Hagamos una pausa y volvamos el reloj un par de días antes, más específicamente, volvamos al viernes.

Caleb había pasado una muy mala noche pensando, una y otra vez, en su conversación con Nathaniel y lo que éste le había dicho con la mayor de todas las malicias.

Él sabía que era mala idea seguir su consejo, caer de nuevo en su juego, en su experimento "amoritivo", pero él tenía toda la razón.

A estas alturas el riesgo era, en verdad, ninguno: ya todos sabían lo que tenían que saber, ya todos estaban al tanto de lo que habían estado ocultando el príncipe y él. Ya solo quedaba darle una conclusión al juego previo y empezar el partido de grandes ligas.

–¿Y si me rechaza? –preguntó Caleb al aire deambulando a ciegas, de un lado a otro, oculto dentro del, todavía vacío, salón de clase.

–¿Y si no? –contra pregunta la idea vistiendo, de nuevo, el rostro y la voz de Nathaniel; –¿Lo vas a dejar ir por una simple y cobarde falta de confianza? ¡Vamos, amigo mío! ¡Puedes hacerlo mejor!

Estaba nervioso.

Las directas palabras de aquel Nathaniel imaginario eran, como siempre, un balazo justo en el corazón, un disparo que le mataba toda capacidad de razonamiento y toda necesidad de retractarse.

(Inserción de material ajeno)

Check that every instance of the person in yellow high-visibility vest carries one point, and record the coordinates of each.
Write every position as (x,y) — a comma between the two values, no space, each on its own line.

Dos pájaros de un tiro.

Escucharlo era, por dar un ejemplo, como saltar en bungie, pero sin bungie. ¿Se entiende?

La idea sabía cómo y cuándo abrir la compuerta del avión en movimiento y empujarlo sin paracaídas para, luego, verlo caer en picada y sin frenos.

Y justo eso había empezado a maquinar aquella idea, aquel maléfico Nathaniel imaginario que solo está en su cabeza y que, en las peores situaciones, viene a hacer de las suyas solo para atormentarlo.

Pero él insistía en que la cosa, o el efecto de la cosa, la fulana idea, tenía ese rostro simplemente porque quería culparlo a él y solo a él de su estado emocional.

Aquel imaginario debería ser él mismo.

Aquella voz debería ser la suya.

Aquella figura que surgía de su tan insistente y malintencionada imaginación debería ser un reflejo de sí mismo y no una burda copia de su mejor amigo.

–Entonces ¿lo harás? –le pregunta el falso Nathaniel, sonriéndole mientras lo guía hasta la puerta; –¿Conquistaremos ese frágil imperio?

–Definitivamente –respondió Caleb con una sonrisa más calmada y la mirada menos intranquila.

–¡Eso quería escuchar!¡Será mejor que...!

–Pero lo haré a mi manera –dijo súbitamente interrumpiendo al invasivo fantasma; –Así que te aconsejo sentarte a mirar nada más. Éste no es asunto tuyo.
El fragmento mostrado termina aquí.